Step 2. Create Hexadecimal Mapping

Each of the 16 hexadecimal characters are mapped to one of the 16 highest frequency English characters. These characters are E, T, A, O, I, N, S. H, R, D, L, C, U, M, W and F.
If a key is a chosen the hex mapping will be "scrambled" in such a way that only the key can be used to restructure the hex mapping to retrieve the semantically encrypted text.
Hex mapping when key=""

Hex Character

0 U

1 H

2 T

3 I

4 L

5 R

6 A

7 F

8 E

9 N

A M

B C

C S

D O

E D

F W
Hex mapping when key="abc"

Hex Character

0 L

1 T

2 H

3 D

4 S

5 F

6 R

7 O

8 E

9 I

A A

B M

C U

D N

E C

F W

Step 3. Map Each Corresponding Hexadecimal Value to English Word

For each hexadecimal character in the hexadecimal representaion of Hello (48656C6C6F) lookup the corresponding value and semantically generate the next most probabilistic word.

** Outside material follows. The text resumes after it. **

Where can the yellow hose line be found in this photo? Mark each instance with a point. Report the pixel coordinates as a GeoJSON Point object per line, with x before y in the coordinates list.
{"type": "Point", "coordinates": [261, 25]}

The LLM/SLM will be "forced" to output the next most logical word given the prior words that start with the corresponding character.
- Input: 48656C6C6F andKey=""
  - 0x4 → Value: L → Learning
  - 0x8 → Value: E → every
  - 0x6 → Value: A → aspect
  - 0x5 → Value: R → requires
  - 0x6 → Value: A → a
  - 0xC → Value: S → strong
  - 0x6 → Value: A → analytical
  - 0xC → Value: S → skill
  - 0x6 → Value: A → and
  - 0xF → Value: W → willpower
Output: Learning every aspect requires a strong analytical skill and willpower

Decryption

Step 1. Parse the Ciphertext and Extract First Character of Each Word

Input: Learning every aspect requires a strong analytical skill and willpower and Key=""
- Learning → Value: L → Hex: 0x4
- every → Value: E → Hex: 0x8
- aspect → Value: A → Hex: 0x6
- requires → Value: R → Hex: 0x5
- a → Value: A → Hex: 0x6
- strong → Value: S → Hex: 0xC
- analytical → Value: A → Hex: 0x6
- skill → Value: S → Hex: 0xC
- and → Value: A → Hex: 0x6
- willpower → Value: W → Hex: 0xF
Output: 0x48656C6C6F

Step 2. Map the Hexadecimal Characters to Their Corresponding Values

Input: 0x48656C6C6F and Key=""
- Hex: 0x48 → Character: H
- Hex: 0x65 → Character: e
- Hex: 0x6C → Character: l
- Hex: 0x6C → Character: l
- Hex: 0x6F → Character: o
Output: Hello

Examples

Encrypt Using OpenAI Models

To use OpenAI models, simply add your OpenAI API key to the .env file.

The encrypt method requires one parameter, plaintext, which is the textual data that is to be semantically enciphered.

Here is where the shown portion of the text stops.